My total cost was $2,000 for an ocean-view stateroom. It would have cost about half the price per person if someone came with me.
I also think I would have enjoyed the cruise more with a travel companion.
Cruising on the world's largest ship alone was lonely at times.
I think my cruise would have been more fun if I brought a buddy with me. While there were many social activities and friendly cruisers who chatted with me, I longed to have a conversation with someone who knew me, and to share my travel experiences in new places with a loved one.
I usually enjoy solo trips, but being surrounded by so many families and groups of friends made me wish I could have been with mine, too.
When I'm traveling, I prefer the freedom to explore on my own and be spontaneous. But if I didn't plan my day on a cruise ship, I risked missing out on hard-to-get reservations.

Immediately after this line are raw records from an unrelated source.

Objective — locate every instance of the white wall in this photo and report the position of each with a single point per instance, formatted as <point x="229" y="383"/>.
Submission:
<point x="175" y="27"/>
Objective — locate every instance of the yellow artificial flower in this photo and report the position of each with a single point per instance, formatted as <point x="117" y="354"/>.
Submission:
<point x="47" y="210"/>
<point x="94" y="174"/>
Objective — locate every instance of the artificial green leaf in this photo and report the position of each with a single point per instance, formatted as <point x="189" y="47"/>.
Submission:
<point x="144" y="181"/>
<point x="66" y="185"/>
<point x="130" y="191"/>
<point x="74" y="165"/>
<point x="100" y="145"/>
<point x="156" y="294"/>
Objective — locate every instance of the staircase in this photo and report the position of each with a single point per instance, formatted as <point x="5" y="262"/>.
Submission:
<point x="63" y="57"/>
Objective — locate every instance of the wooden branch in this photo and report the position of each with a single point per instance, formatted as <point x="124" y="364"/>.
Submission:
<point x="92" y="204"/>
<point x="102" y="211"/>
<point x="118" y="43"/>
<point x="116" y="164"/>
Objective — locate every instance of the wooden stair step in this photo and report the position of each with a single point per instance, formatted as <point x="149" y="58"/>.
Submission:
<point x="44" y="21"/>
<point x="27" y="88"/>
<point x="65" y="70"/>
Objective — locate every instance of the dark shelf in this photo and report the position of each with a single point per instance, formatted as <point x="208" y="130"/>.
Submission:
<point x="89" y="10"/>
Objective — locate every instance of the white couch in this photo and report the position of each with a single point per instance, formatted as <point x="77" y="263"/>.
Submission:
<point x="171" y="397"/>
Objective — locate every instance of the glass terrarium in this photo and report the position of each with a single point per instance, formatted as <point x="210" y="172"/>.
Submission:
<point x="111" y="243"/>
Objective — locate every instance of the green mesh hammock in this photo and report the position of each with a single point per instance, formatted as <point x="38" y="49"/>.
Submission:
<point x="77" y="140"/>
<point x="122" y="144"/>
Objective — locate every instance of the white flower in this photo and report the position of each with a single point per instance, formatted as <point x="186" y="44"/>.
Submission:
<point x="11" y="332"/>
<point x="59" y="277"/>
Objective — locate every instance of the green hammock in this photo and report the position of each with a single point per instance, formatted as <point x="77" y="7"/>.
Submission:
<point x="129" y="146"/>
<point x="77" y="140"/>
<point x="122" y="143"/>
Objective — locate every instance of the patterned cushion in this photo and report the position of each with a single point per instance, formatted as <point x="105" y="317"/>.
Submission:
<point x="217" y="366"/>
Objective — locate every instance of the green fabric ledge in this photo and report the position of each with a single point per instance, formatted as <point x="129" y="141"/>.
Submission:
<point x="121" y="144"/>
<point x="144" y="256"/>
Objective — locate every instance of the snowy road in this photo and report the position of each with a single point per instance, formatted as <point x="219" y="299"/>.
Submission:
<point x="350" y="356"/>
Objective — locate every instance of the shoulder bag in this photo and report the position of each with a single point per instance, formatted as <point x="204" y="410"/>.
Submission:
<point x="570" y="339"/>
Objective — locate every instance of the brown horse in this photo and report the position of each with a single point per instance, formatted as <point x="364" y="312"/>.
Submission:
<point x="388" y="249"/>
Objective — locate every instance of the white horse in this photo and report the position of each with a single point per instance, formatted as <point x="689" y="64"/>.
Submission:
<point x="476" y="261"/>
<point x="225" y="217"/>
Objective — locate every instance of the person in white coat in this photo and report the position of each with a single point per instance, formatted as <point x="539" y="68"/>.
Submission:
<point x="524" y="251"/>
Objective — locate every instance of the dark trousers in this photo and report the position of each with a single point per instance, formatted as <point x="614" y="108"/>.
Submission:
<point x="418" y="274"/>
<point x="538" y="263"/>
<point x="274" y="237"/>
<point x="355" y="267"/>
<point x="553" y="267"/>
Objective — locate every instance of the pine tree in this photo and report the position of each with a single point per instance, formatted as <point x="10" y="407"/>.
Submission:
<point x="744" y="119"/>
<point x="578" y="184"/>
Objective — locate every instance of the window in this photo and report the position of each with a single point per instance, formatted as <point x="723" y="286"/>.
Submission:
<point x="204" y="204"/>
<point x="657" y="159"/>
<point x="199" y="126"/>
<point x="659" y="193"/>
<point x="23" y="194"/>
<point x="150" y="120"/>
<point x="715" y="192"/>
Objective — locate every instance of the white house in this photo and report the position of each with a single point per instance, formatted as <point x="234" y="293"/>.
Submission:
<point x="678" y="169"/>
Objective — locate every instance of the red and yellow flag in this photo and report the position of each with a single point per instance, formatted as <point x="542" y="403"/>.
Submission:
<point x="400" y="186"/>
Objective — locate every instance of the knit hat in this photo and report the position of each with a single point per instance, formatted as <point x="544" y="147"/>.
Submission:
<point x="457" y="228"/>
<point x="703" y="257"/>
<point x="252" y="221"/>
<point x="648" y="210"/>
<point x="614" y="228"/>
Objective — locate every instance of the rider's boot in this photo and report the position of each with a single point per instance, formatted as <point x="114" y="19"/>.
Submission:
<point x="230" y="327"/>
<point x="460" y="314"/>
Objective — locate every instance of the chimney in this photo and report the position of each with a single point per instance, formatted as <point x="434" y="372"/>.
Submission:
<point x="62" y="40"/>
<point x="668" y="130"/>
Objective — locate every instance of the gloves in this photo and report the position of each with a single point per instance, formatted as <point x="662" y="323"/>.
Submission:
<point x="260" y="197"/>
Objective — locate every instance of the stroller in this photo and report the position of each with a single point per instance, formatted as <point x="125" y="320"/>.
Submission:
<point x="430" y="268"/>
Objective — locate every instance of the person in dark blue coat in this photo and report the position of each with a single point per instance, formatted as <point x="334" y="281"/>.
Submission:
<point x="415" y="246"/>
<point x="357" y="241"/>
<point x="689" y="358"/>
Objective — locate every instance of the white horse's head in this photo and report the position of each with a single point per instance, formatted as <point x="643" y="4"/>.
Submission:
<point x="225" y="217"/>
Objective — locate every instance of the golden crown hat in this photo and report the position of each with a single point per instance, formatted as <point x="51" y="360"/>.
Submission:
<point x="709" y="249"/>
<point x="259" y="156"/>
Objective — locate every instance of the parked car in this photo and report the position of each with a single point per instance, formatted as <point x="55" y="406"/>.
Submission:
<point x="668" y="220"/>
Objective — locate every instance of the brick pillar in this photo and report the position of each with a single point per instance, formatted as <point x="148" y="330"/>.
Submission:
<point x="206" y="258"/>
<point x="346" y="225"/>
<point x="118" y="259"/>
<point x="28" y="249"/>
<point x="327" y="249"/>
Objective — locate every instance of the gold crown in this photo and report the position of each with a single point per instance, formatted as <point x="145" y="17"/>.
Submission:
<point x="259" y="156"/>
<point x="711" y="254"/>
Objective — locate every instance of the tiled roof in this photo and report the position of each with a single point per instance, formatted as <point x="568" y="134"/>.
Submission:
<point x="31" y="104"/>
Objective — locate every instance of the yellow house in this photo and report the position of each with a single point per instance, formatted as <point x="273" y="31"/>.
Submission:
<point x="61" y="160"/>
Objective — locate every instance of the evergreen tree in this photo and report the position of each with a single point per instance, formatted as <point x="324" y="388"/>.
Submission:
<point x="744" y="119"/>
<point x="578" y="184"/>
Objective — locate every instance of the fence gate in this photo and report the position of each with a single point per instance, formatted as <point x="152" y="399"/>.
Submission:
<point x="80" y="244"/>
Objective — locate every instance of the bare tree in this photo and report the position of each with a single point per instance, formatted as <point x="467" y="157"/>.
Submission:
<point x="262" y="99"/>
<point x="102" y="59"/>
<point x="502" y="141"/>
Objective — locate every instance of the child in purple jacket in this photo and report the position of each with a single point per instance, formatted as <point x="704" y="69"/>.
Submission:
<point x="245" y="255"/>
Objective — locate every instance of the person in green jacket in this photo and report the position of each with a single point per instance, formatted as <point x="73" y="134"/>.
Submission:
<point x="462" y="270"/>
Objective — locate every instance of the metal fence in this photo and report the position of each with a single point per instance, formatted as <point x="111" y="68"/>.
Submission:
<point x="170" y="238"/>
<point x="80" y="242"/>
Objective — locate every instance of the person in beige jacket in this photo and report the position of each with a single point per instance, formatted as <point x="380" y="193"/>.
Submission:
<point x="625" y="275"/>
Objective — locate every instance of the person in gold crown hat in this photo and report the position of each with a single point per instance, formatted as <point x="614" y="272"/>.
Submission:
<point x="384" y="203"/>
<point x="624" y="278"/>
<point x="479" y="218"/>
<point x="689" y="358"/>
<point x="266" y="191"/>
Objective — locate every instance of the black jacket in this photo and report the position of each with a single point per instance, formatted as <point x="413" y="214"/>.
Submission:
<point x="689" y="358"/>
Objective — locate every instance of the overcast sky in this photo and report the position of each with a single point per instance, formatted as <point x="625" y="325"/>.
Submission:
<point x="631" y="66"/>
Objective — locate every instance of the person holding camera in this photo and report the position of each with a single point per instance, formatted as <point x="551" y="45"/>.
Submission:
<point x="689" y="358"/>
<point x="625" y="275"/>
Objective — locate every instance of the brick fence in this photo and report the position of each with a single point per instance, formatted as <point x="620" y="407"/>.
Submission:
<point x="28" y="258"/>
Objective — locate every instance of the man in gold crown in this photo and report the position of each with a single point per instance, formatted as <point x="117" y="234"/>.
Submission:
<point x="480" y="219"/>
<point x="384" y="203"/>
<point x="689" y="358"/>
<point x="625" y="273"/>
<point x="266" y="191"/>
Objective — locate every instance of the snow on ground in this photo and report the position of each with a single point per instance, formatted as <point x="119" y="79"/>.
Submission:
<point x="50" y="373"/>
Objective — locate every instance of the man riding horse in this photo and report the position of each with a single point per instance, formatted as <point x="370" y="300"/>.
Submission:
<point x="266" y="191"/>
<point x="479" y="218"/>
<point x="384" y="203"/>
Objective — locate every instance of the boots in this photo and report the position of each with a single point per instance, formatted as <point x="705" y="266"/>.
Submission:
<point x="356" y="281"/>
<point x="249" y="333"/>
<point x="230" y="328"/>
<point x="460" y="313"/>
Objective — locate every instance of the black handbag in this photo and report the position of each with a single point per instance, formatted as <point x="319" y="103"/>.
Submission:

A cruise will keep you busy; every day is full of things to do. In the mornings, I received a daily planner listing the day's timed events and activities.
I like to go with the flow on vacation, and that means not booking every hour of my day. But making spontaneous decisions proved challenging.
The specialty restaurants and all the shows on board required guests to make reservations through the Royal Caribbean app.
The circus-style acrobatic-water show in the AquaTheater, for example, was the most popular show — and the hardest reservation to get. I failed the first day, and ultimately didn't see the show until I scored a ticket two nights later.
Other passengers seemed to like the system, and it was clearly the expectation by the cruise line. I, however, found the constant planning to be stressful.
I left the ship with the ideal cruise-goer in mind: a person who likes planning vacation itineraries, doesn't mind crowds of fellow passengers, and will commit to the thrill of a water slide. It just wasn't me.
Apart from reporting, I spent my cruise laying in the sun, exploring ports during excursions, and occasionally participating in activities like laser tag and rock climbing.
After spending seven nights on the largest cruise ship in the world, I can see why it would appeal to a traveler who likes all sorts of entertainment in one place, with the occasional excursion to a new destination.